Multi-model compatibility. A single MCP server works with Claude, Copilot, Cursor, and any other MCP-compatible client. Building the same reach with REST would require separate integrations for each platform.
The Hybrid Approach
In practice, most production systems use both. A typical architecture looks like this:
Your backend services communicate via REST APIs. MCP servers sit as a thin layer between those APIs and AI models, translating REST calls into MCP tools. The AI model calls MCP tools, the MCP server translates those into REST API calls, and the results flow back through the same chain.
This layered approach lets you keep your existing API infrastructure while adding AI capabilities incrementally. An MCP server wrapping an existing REST API can typically be built in a few hours, making this one of the highest-ROI integration patterns available.
The key insight is that MCP and REST operate at different layers of the stack. REST handles the plumbing between services. MCP handles the conversation between AI and tools. Using the right protocol at the right layer produces systems that are both powerful and maintainable.
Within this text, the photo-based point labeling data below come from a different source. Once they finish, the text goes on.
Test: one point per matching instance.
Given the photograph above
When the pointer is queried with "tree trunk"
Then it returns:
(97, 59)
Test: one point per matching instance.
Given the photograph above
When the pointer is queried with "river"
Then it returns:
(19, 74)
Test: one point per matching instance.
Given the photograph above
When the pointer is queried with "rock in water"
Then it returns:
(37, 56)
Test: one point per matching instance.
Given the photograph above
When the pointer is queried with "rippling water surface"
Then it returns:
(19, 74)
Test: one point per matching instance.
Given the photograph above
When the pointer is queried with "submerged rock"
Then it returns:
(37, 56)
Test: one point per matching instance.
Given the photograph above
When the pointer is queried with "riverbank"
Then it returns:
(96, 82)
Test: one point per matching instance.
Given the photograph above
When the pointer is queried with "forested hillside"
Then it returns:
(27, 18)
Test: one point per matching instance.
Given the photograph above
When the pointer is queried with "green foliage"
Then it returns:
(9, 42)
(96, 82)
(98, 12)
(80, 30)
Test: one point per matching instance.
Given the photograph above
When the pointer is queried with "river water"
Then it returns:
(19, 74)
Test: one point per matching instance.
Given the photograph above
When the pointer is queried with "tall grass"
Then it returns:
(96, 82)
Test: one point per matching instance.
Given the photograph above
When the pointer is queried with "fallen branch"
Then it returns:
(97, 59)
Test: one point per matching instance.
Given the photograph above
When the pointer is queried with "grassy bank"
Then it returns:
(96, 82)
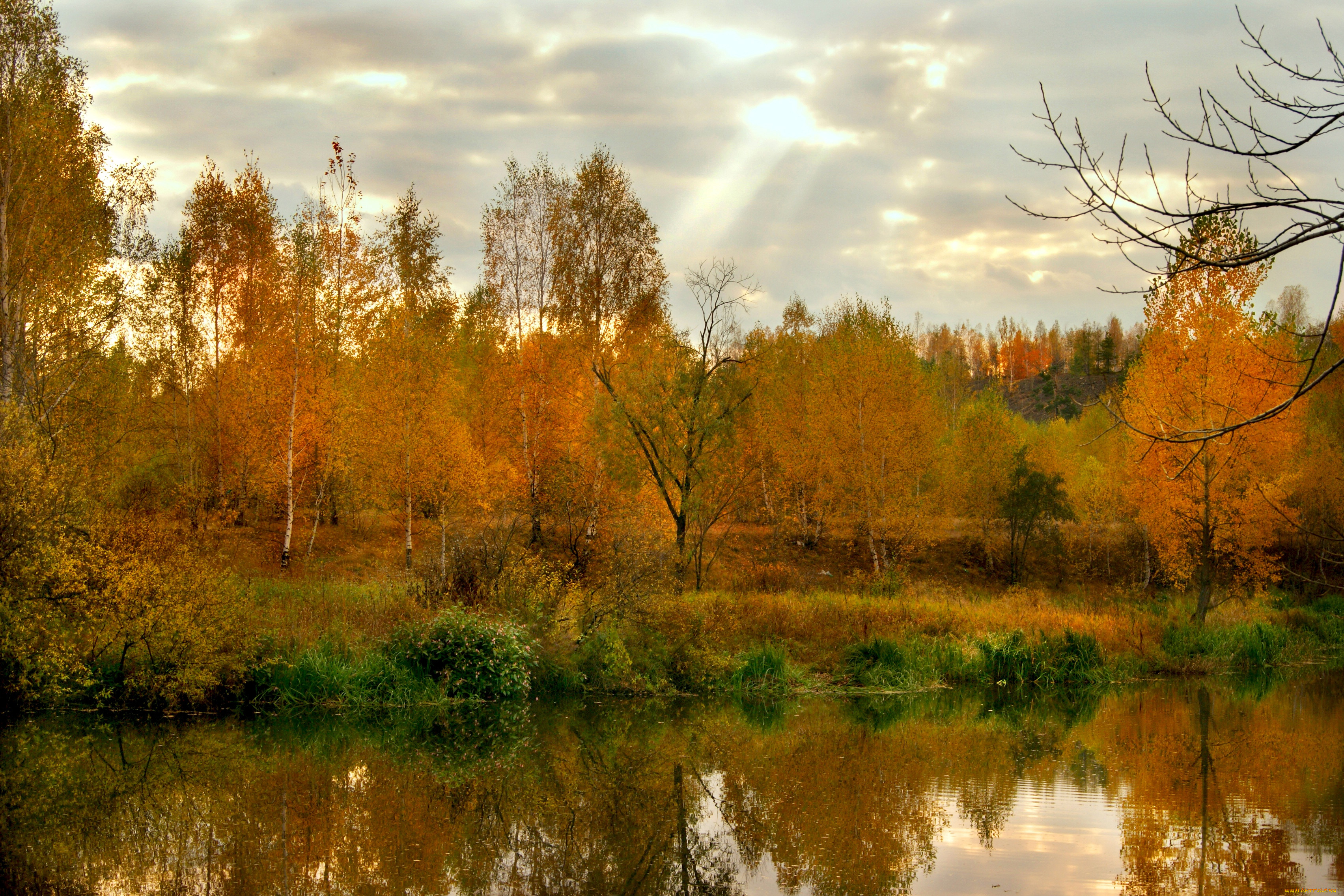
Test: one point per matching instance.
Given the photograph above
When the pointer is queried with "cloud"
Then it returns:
(831, 148)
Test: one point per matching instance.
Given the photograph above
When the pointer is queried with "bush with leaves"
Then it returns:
(474, 657)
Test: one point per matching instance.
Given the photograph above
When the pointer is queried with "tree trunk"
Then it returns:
(317, 515)
(1206, 558)
(7, 316)
(408, 513)
(289, 470)
(442, 546)
(530, 467)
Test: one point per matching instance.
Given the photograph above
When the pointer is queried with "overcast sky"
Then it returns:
(830, 148)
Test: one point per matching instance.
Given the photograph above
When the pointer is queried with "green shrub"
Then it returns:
(1187, 641)
(877, 663)
(605, 663)
(1330, 605)
(765, 667)
(1071, 659)
(472, 657)
(329, 676)
(1257, 645)
(1077, 657)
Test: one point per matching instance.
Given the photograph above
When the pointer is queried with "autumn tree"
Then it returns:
(521, 231)
(405, 381)
(787, 413)
(1209, 363)
(608, 269)
(681, 397)
(1031, 502)
(58, 304)
(979, 463)
(877, 426)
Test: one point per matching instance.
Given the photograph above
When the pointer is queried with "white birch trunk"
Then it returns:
(289, 470)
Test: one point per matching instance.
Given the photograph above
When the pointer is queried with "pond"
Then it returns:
(1211, 786)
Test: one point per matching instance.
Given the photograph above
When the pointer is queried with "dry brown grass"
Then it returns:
(818, 625)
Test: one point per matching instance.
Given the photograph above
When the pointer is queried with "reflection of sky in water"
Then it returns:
(1058, 840)
(944, 793)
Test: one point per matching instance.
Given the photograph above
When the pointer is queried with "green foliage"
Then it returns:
(764, 668)
(877, 663)
(605, 663)
(1260, 645)
(1252, 647)
(329, 676)
(1031, 502)
(471, 657)
(1071, 659)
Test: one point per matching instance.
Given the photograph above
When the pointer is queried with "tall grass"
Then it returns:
(329, 676)
(1248, 647)
(765, 668)
(456, 656)
(1070, 659)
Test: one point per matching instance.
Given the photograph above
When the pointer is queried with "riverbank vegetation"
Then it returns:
(280, 459)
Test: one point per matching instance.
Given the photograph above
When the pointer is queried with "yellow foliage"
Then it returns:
(1206, 364)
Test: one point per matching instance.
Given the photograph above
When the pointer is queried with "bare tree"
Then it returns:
(1146, 217)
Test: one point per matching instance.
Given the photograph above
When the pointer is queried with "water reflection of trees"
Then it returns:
(643, 799)
(1218, 789)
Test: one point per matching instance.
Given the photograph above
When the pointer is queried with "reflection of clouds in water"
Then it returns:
(1071, 796)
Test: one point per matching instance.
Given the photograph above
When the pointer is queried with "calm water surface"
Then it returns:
(1215, 788)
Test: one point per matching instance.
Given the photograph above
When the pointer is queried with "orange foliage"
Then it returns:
(1209, 363)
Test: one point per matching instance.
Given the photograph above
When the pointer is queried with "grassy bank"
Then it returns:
(365, 645)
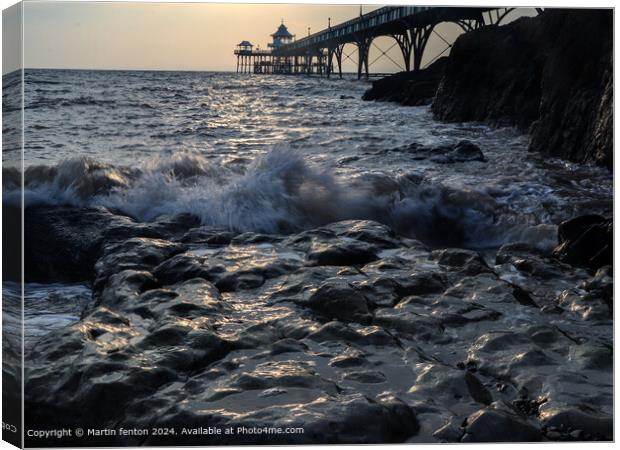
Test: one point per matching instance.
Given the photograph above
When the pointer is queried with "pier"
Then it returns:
(320, 53)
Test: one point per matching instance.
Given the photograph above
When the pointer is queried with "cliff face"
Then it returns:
(409, 88)
(551, 74)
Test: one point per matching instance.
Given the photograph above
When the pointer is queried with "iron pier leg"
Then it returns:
(419, 38)
(363, 47)
(338, 52)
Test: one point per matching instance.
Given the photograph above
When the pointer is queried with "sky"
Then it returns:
(179, 36)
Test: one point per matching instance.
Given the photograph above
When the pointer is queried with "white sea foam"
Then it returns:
(277, 192)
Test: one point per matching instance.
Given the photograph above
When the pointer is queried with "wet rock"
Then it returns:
(122, 289)
(181, 267)
(337, 332)
(208, 235)
(466, 262)
(450, 432)
(340, 301)
(133, 254)
(65, 242)
(586, 241)
(463, 151)
(601, 285)
(525, 74)
(495, 425)
(598, 426)
(365, 376)
(347, 253)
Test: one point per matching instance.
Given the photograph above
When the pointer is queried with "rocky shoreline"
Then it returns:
(349, 331)
(550, 75)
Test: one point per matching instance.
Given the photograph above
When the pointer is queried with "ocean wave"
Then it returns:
(278, 192)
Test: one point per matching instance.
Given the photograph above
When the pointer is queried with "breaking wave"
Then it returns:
(278, 192)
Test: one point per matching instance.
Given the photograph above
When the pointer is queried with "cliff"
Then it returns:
(551, 75)
(409, 88)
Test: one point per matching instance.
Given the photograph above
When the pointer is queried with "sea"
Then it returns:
(272, 154)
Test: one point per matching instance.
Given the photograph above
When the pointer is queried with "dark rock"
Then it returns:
(598, 425)
(365, 376)
(586, 241)
(340, 301)
(408, 88)
(208, 235)
(601, 285)
(526, 74)
(353, 253)
(495, 425)
(180, 268)
(136, 254)
(64, 243)
(466, 262)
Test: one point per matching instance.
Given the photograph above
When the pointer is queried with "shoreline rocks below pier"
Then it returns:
(537, 73)
(349, 331)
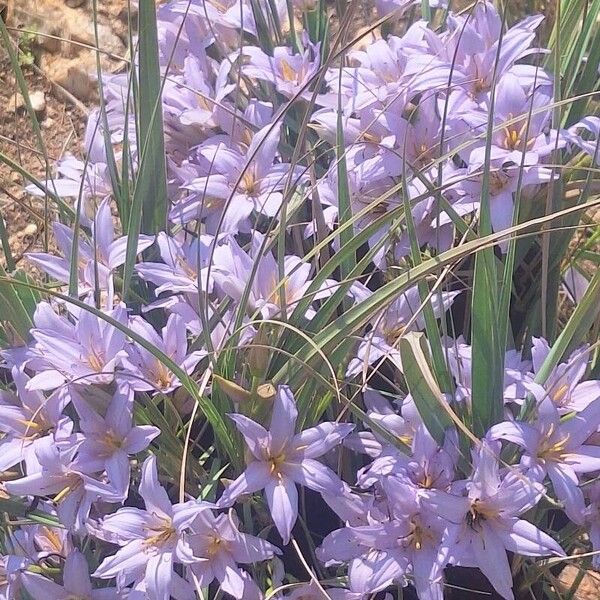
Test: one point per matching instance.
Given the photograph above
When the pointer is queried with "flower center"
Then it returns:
(161, 535)
(74, 482)
(215, 546)
(560, 395)
(112, 440)
(392, 334)
(276, 462)
(287, 72)
(249, 183)
(163, 377)
(479, 512)
(418, 536)
(551, 448)
(96, 360)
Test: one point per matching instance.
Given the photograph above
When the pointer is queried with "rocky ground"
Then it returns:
(57, 49)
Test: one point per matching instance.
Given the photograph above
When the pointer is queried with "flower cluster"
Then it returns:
(105, 448)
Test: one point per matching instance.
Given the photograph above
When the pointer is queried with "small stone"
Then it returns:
(38, 102)
(30, 229)
(17, 102)
(37, 99)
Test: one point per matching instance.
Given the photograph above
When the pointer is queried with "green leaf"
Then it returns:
(423, 388)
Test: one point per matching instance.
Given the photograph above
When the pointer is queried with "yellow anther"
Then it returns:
(286, 70)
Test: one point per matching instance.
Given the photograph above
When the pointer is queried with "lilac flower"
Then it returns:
(185, 263)
(143, 370)
(288, 72)
(76, 583)
(151, 540)
(312, 591)
(473, 41)
(101, 256)
(260, 186)
(517, 372)
(87, 351)
(219, 546)
(557, 449)
(484, 522)
(280, 459)
(401, 424)
(107, 441)
(384, 552)
(391, 324)
(504, 179)
(72, 486)
(590, 124)
(429, 466)
(233, 269)
(26, 418)
(191, 99)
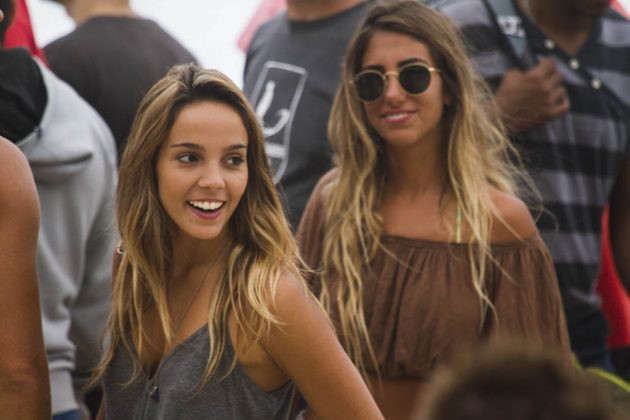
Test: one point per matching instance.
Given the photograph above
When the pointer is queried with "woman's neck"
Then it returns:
(189, 254)
(415, 170)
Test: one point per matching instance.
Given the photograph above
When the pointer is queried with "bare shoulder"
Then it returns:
(17, 179)
(290, 294)
(515, 222)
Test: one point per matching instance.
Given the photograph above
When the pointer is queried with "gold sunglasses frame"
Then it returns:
(393, 73)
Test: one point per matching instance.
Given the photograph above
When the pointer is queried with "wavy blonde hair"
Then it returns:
(263, 245)
(476, 153)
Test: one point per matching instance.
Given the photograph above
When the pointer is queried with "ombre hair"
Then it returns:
(262, 243)
(475, 152)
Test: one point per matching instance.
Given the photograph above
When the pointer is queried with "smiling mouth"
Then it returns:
(207, 206)
(398, 116)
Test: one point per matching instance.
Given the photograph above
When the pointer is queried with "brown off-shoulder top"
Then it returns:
(421, 308)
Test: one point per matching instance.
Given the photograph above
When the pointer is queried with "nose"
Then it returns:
(211, 177)
(393, 90)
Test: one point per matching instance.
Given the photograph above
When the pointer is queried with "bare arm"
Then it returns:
(619, 224)
(307, 350)
(24, 387)
(528, 99)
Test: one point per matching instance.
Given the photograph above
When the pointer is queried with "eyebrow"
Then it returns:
(400, 64)
(195, 146)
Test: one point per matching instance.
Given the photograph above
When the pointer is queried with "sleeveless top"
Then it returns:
(178, 396)
(421, 308)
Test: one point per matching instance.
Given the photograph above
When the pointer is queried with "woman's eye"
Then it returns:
(186, 158)
(235, 160)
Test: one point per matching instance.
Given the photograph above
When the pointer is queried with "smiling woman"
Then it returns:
(421, 249)
(211, 317)
(202, 169)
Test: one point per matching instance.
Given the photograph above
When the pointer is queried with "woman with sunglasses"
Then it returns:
(419, 245)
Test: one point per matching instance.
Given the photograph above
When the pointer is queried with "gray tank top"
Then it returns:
(173, 393)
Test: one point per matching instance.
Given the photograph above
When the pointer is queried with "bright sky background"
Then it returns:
(208, 28)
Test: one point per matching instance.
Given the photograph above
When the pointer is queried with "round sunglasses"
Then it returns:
(414, 78)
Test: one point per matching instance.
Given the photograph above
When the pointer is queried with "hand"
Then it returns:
(532, 98)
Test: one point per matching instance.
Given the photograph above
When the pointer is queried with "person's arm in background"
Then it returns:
(619, 224)
(24, 384)
(531, 98)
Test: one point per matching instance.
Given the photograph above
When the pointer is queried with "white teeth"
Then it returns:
(396, 116)
(206, 205)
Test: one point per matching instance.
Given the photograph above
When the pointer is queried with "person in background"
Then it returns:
(72, 155)
(420, 248)
(508, 382)
(24, 385)
(20, 32)
(563, 100)
(291, 73)
(112, 58)
(211, 317)
(265, 11)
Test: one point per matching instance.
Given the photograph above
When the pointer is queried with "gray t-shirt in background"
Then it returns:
(291, 76)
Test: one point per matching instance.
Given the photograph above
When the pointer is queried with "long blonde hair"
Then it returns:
(476, 154)
(263, 243)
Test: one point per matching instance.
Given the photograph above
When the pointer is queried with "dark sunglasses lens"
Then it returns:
(369, 86)
(415, 79)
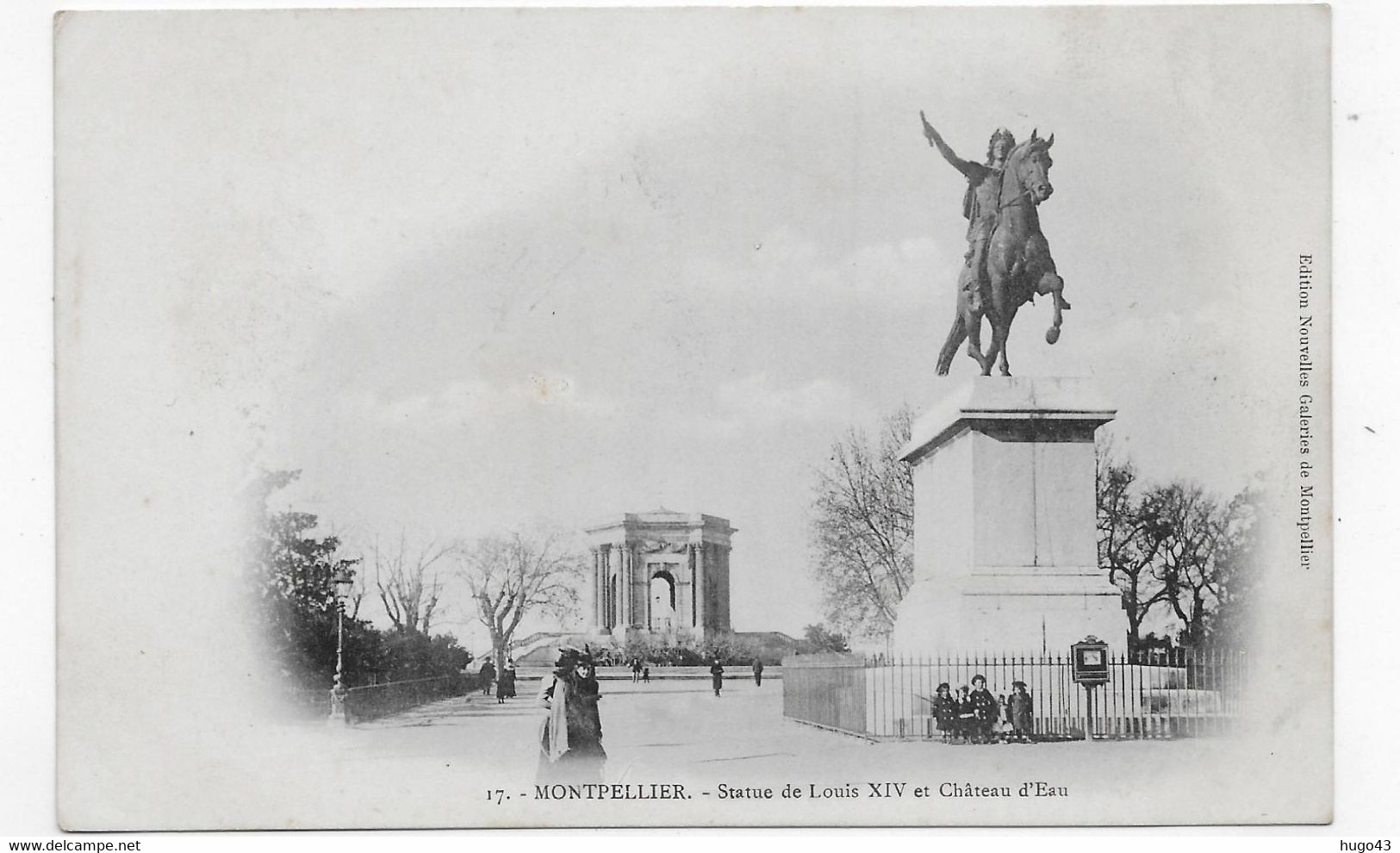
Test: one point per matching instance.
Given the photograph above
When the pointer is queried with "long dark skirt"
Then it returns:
(575, 767)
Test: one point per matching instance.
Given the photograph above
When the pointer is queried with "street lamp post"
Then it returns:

Frequently Asked Questions
Does MCP replace REST APIs?
No. MCP and REST serve different purposes. REST APIs are designed for application-to-application communication. MCP is specifically designed for AI model-to-tool communication. Many MCP servers actually wrap existing REST APIs to make them accessible to AI models.
Can MCP servers call REST APIs internally?
Absolutely. Most MCP servers are thin wrappers around existing REST APIs, GraphQL endpoints, or SDKs. The MCP layer adds standardized discovery, structured tool definitions, and AI-optimized response formatting on top of the underlying API calls.